TAO PoseClassification and training data

Hi, this post is mostly to clarify some questions I have about retraining the PoseClassification to classify new poses. Right now I am working with three new poses: squatting, fighting and lying down. So, my question is about the input data: “number of sequences”, “maximum sequence length in frames”, and “number of persons”.

  1. In “number of sequences”, this variable represents the amount of elements in my training data. I’m not sure if these sequences refer to sequences in a video, for example, a video of 50 consecutive frames where the same person keeps changing position and constantly changing the skeleton, or if they can also be images without any connection between them and therefore the skeletons in the training data have no connection to each other.

  2. In “maximum sequence length in frames”, it is similar to the previous question. In the documentation, it says “which is 300 (10 seconds for 30 FPS) in the NGC model”, and the documentation also provides the training data, which is a numpy array with a shape of (9441, 3, 300, 34, 1). So, does the first 300 elements correspond to the same person’s skeleton?

  3. In “number of persons”, if I use two videos of 50 frames each, and they have different amounts of persons, how do I manage this? Should there be two files, i.e. (50, 3, 300, 34, 2) and (50, 3, 300, 34, 1)?

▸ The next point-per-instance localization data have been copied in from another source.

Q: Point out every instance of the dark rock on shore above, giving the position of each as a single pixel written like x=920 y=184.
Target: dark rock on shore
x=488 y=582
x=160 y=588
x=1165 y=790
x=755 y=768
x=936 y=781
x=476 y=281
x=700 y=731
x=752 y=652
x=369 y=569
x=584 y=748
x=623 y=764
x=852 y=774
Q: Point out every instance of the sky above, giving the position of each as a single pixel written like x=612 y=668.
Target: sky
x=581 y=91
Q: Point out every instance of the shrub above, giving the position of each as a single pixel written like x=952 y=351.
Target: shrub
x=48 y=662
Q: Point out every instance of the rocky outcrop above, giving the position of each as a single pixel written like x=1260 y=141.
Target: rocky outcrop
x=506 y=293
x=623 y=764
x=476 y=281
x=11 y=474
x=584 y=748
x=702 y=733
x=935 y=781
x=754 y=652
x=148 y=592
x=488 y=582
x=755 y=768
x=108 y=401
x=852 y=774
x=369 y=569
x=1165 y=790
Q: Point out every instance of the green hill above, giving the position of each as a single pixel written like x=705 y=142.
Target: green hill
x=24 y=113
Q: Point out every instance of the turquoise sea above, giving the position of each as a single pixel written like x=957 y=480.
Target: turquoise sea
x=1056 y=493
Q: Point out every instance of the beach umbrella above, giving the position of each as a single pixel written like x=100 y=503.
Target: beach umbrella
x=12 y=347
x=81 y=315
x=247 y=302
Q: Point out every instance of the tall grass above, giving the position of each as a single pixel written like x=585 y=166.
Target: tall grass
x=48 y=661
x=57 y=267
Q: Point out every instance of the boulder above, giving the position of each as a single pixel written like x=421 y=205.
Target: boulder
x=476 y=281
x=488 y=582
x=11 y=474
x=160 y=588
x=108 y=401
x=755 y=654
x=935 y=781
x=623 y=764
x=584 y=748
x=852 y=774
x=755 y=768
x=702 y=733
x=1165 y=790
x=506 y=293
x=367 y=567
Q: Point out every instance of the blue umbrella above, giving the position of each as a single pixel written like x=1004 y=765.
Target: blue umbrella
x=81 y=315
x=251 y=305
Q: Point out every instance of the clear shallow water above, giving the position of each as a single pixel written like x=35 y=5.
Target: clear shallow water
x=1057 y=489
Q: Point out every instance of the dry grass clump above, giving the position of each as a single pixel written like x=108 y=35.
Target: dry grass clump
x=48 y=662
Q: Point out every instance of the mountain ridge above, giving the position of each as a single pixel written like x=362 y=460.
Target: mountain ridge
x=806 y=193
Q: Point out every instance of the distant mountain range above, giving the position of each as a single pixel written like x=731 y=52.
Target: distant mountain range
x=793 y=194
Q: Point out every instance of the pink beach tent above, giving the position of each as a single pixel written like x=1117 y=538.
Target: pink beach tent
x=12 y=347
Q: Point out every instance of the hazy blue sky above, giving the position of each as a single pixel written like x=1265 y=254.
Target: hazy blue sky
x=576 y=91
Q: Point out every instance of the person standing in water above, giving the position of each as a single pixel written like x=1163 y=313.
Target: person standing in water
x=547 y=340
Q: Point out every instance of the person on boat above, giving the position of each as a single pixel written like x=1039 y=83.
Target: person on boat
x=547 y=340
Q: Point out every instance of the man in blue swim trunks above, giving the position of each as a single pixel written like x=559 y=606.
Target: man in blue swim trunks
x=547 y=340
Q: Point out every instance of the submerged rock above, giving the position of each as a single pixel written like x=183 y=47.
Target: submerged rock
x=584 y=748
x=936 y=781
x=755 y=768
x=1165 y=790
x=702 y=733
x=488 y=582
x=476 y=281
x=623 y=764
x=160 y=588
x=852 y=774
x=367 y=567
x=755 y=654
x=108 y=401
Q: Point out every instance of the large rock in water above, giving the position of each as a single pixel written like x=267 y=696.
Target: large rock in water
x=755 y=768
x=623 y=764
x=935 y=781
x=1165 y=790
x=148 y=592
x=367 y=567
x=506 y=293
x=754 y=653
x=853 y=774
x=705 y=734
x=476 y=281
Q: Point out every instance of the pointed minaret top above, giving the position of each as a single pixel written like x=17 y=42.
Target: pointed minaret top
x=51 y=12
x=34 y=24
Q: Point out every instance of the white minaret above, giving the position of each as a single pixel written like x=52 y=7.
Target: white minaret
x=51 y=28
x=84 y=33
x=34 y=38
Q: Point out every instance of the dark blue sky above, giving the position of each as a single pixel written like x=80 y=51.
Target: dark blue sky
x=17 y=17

I am aware that some of my questions may seem trivial, but I need to be sure of the answers in order to proceed with the development. Any help is appreciated, and thank you in advance!

1 Like

The input layout is NCTVM , where N is the batch size, C is the number of input channels, T is the sequence length, V is the number of keypoints, and M is the number of people.

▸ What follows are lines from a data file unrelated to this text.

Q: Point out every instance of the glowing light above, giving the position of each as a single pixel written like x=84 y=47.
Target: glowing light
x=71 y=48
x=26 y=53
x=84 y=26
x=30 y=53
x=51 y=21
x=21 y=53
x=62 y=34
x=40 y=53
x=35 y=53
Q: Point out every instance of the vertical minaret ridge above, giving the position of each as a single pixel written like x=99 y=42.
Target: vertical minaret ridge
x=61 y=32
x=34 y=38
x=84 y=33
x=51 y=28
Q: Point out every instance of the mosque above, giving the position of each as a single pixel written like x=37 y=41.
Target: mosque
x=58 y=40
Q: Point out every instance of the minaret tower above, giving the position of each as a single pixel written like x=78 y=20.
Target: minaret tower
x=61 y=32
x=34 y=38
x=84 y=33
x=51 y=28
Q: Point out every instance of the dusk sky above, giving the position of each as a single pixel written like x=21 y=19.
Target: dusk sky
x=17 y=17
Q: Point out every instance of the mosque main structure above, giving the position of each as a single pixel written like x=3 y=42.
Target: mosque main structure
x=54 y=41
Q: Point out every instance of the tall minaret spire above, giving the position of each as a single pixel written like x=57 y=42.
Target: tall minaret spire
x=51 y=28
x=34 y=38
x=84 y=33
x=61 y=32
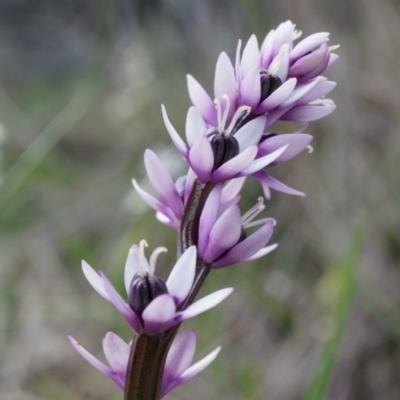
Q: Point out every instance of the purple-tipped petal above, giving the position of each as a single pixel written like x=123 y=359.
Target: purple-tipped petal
x=264 y=161
x=158 y=315
x=96 y=363
x=119 y=303
x=250 y=57
x=94 y=279
x=117 y=353
x=201 y=159
x=179 y=357
x=204 y=304
x=208 y=217
x=224 y=234
x=264 y=251
x=202 y=101
x=297 y=141
x=250 y=134
x=153 y=202
x=247 y=248
x=192 y=371
x=308 y=44
x=195 y=126
x=163 y=183
x=250 y=88
x=231 y=190
x=178 y=142
x=267 y=181
x=234 y=166
x=278 y=97
x=181 y=277
x=305 y=113
x=323 y=88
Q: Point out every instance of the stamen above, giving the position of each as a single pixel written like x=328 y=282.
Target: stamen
x=241 y=112
x=153 y=258
x=226 y=111
x=219 y=112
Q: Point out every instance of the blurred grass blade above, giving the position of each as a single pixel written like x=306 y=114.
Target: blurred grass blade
x=69 y=116
x=343 y=276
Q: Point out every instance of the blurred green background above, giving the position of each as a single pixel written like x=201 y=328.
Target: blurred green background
x=81 y=88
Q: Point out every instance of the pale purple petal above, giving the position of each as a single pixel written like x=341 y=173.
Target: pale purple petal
x=179 y=357
x=117 y=353
x=208 y=217
x=264 y=161
x=159 y=314
x=195 y=126
x=192 y=371
x=297 y=141
x=181 y=277
x=178 y=142
x=308 y=44
x=224 y=234
x=306 y=113
x=96 y=363
x=267 y=181
x=204 y=304
x=299 y=92
x=119 y=303
x=202 y=101
x=323 y=88
x=250 y=88
x=234 y=166
x=231 y=190
x=153 y=202
x=250 y=134
x=264 y=251
x=225 y=82
x=277 y=97
x=201 y=159
x=163 y=183
x=95 y=280
x=250 y=57
x=247 y=248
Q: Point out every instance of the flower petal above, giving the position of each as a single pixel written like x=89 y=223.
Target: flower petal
x=201 y=159
x=204 y=304
x=195 y=126
x=96 y=363
x=250 y=134
x=224 y=234
x=262 y=162
x=208 y=217
x=159 y=314
x=247 y=248
x=119 y=303
x=181 y=277
x=232 y=168
x=179 y=357
x=117 y=353
x=297 y=141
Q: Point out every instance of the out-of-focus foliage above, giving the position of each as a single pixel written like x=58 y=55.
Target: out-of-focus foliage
x=81 y=83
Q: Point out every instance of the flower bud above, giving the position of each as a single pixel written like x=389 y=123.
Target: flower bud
x=143 y=290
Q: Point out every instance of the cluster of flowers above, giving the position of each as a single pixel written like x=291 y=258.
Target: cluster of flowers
x=228 y=139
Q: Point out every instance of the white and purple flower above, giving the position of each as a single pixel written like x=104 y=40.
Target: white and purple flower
x=158 y=311
x=177 y=368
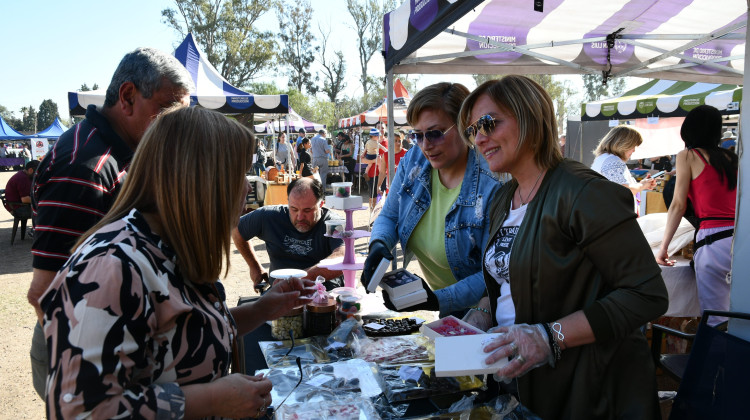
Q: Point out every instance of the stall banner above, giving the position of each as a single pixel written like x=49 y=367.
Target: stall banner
x=38 y=148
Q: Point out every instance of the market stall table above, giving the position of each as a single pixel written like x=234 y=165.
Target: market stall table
x=683 y=291
x=372 y=306
x=11 y=162
x=259 y=187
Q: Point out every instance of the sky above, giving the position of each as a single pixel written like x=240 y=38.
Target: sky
x=52 y=47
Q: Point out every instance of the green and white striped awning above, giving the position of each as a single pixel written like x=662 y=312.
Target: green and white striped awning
x=664 y=98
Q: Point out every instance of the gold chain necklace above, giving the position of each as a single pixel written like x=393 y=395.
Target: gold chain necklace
x=524 y=202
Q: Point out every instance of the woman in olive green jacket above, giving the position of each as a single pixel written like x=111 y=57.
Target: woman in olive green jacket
x=581 y=277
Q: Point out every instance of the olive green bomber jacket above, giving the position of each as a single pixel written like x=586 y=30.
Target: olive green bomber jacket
x=579 y=247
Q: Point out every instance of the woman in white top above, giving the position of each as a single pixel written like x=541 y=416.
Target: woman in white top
x=284 y=154
x=611 y=154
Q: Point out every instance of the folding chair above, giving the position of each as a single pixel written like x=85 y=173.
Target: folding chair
x=716 y=379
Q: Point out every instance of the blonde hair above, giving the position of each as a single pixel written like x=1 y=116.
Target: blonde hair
x=533 y=109
x=445 y=97
x=618 y=141
x=189 y=169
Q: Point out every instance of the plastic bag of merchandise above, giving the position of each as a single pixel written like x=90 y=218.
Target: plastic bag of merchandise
x=395 y=350
x=409 y=382
x=348 y=408
x=338 y=342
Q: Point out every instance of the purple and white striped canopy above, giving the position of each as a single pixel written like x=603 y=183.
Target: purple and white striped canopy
x=698 y=40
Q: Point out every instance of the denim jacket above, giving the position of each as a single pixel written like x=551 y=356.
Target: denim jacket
x=466 y=225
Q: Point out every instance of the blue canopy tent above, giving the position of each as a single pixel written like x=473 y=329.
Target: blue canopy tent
x=54 y=130
x=212 y=91
x=294 y=122
x=8 y=133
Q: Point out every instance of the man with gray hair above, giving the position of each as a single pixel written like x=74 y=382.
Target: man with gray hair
x=320 y=151
x=78 y=180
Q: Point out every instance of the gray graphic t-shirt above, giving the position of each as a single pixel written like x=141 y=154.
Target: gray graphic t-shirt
x=497 y=263
x=286 y=247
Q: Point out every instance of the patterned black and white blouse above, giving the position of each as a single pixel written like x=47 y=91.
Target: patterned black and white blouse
x=125 y=330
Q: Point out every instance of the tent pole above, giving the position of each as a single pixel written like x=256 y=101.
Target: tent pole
x=739 y=296
x=391 y=137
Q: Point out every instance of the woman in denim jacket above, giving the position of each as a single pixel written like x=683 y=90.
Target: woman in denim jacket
x=438 y=206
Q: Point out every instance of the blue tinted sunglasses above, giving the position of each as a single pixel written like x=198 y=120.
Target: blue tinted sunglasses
x=433 y=136
x=485 y=125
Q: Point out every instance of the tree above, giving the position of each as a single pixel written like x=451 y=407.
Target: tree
x=225 y=29
x=367 y=22
x=47 y=114
x=29 y=119
x=9 y=118
x=596 y=90
x=297 y=50
x=335 y=70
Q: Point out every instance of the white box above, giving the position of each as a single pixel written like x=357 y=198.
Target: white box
x=414 y=298
x=463 y=355
x=378 y=275
x=400 y=283
x=344 y=203
x=432 y=330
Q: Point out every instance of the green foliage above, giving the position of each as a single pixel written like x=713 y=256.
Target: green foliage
x=595 y=89
x=264 y=88
x=367 y=16
x=29 y=119
x=297 y=50
x=334 y=70
x=47 y=114
x=225 y=31
x=10 y=119
x=312 y=108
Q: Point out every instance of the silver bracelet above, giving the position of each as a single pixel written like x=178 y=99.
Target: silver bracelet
x=482 y=310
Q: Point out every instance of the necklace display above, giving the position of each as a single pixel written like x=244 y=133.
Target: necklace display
x=526 y=201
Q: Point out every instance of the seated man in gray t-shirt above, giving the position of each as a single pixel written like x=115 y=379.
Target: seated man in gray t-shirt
x=294 y=234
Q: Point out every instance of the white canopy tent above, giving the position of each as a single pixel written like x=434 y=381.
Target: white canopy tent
x=701 y=41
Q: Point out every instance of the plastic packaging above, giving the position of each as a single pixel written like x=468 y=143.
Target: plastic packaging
x=394 y=350
x=341 y=408
x=320 y=318
x=408 y=382
x=292 y=321
x=342 y=189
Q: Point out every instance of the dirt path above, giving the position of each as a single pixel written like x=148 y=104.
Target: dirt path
x=17 y=397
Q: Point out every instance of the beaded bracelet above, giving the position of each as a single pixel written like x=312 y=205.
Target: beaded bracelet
x=556 y=350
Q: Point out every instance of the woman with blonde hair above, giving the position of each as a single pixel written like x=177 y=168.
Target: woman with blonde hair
x=611 y=154
x=581 y=276
x=438 y=205
x=135 y=320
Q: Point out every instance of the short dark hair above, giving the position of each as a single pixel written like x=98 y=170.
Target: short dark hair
x=147 y=68
x=304 y=184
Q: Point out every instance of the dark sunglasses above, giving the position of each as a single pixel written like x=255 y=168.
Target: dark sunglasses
x=433 y=136
x=485 y=125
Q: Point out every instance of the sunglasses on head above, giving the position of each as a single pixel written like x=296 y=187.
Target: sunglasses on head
x=433 y=136
x=485 y=125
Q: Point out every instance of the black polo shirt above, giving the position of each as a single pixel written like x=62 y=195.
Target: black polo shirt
x=75 y=185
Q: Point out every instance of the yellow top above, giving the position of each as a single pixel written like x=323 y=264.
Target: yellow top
x=428 y=239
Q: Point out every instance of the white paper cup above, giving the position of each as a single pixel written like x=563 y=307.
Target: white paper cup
x=342 y=189
x=334 y=226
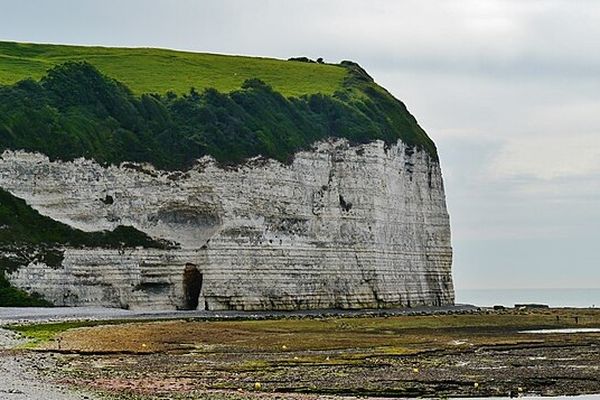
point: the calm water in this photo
(551, 297)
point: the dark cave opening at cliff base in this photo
(192, 286)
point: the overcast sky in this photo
(509, 91)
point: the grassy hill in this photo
(146, 70)
(170, 108)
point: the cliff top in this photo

  1. The sequences stands for consecutive sequences.
  2. See Pose Classification | NVIDIA NGC, if it is a shape of (9441, 3, 300, 34, 1),it means that the maximum sequence length is 300. The number of persons is 1. Yes, the 300 elements correspond to the same person’s skeleton.
  3. Yes, one video can set to (50, 3, 300, 34, 2) and another can set to (50, 3, 300, 34, 1).

Thank you for your prompt response. I have one more question: if I want to use the same video with varying numbers of skeletons per frame, such as a video of a group of people doing a workout, do I need to generate different sets of training data with different numbers of skeletons per frame? Then, would I need to train the model in each distinct dataset? For example, by first processing the video 3 times, resulting in (50,3,300,34,1), (50,3,300,34,2), (50,3,300,34,3) and then training the model in each one? Or is there a different way to approach this?

It is not needed. The model can support training with multiple people.
More, let me clarify the comment previously.

Each sequence has a maximum length (T). For a sequence that is longer than T, it needs to be broken into multiple short sequences to feed into the model. The model will return the predicted action for each short sequence.

N is the maximum number of sequences that the GPU can process in parallel at a time.

1 Like

Now everything’s is clear, thanks you

This topic was automatically closed 14 days after the last reply. New replies are no longer allowed.